<3>

 ゴッツは診察席に腰を下ろすと、小さく吐息をもらした。

 昔から医術者や医者を前にしたときのかしこまった雰囲気が苦手で、気持ちが落ち着かない。無意識に片足を小刻みにゆすり――いわゆる“貧乏ゆすり”だ――振動が伝わることで、大きな体がガタガタと震えていた。


「そう緊張するな。楽にすればいい」


 よほど強張った顔をしていたのか、ミスミは苦笑して肩をすくめる。その後ろに控えたカンナバリとティオも、苦笑を浮かべている。

 ゴッツは自分の顔にふれて、堅苦しい仏頂面を大きな手でもみほぐした。


「それで、お前さんはどういう用件なんだ?」

「一言で言うと、足がかゆいんだ」


 口で説明するよりも、直接見て診断してもらったほうが早いと思い立ち、ゴッツは分厚いブーツに手をかけた。革ひもをゆるめて隙間を作ると、一気に引き抜く。

 密閉されていた素足が解放されて、ひやりと心地いい。同時に、むわっと鼻を突くすえた臭いが診察室に広がった。

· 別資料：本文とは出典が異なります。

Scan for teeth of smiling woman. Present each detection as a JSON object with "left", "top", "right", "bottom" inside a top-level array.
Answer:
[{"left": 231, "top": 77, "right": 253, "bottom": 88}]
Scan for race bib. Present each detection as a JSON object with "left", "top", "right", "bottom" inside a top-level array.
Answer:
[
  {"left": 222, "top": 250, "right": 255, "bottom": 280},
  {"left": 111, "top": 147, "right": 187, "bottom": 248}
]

 反射的にミスミは鼻を腕で押さえ、カンナバリとティオは弾かれたように後ずさった。


「こいつは……重症だな」こわごわと足を覗き込んで、ミスミはためらいがちに言った。「水虫か」


 足の指の間が白くふやけて、ところどころすりむけていた。乾燥して硬化したかかとには、白い筋のようようなヒビが走っている。

 軽い痛みもあるが、それよりも問題なのはかゆみだ。ひっかいたところで一瞬楽になるだけ、解消されることはない。

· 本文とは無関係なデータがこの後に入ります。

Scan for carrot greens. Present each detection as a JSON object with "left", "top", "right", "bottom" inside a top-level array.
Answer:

「どうにかならないかな、ヤブ先生。これのせいで長時間の冒険が苦痛なんだ」

「そう言われてもなぁ、水虫は案外厄介な病気だ。自然治癒が期待できない」


 思いもよらない言葉に、驚きの表情でティオが身を乗り出す。


「活性化魔法も通用しないのでしょうか?」

「水虫の元はカビ菌の一種で、こいつに寄生されて起こる皮膚病だ。このカビ菌の感染スピードは早くてな、免疫細胞を活性化させても追いつかないだろう。ちなみに、これが股に寄生するとインキンタムシになる」

「いんきん……」


 ティオは赤面して、恥ずかしそうに引き下がった。


「治療法はないんだろうか。せめて、かゆみをやわらげる方法だけでも知りたい」

「水虫に効く外用薬があるかどうか――そこらへんは薬剤店に行って話を聞いてみるといい。とりあえず、いまからできることは足をこまめに洗い清潔に保つよう心がけて、なるべくカビ菌が好む湿度の高い環境を整えないことだ」


 視線は脱いだブーツに集まる。足を締めつけて密閉する構造上、通気性が悪くどうやっても蒸れてしまう。汗が溜まるので雑菌も繁殖し、鼻が曲がりそうな悪臭が染みついていた。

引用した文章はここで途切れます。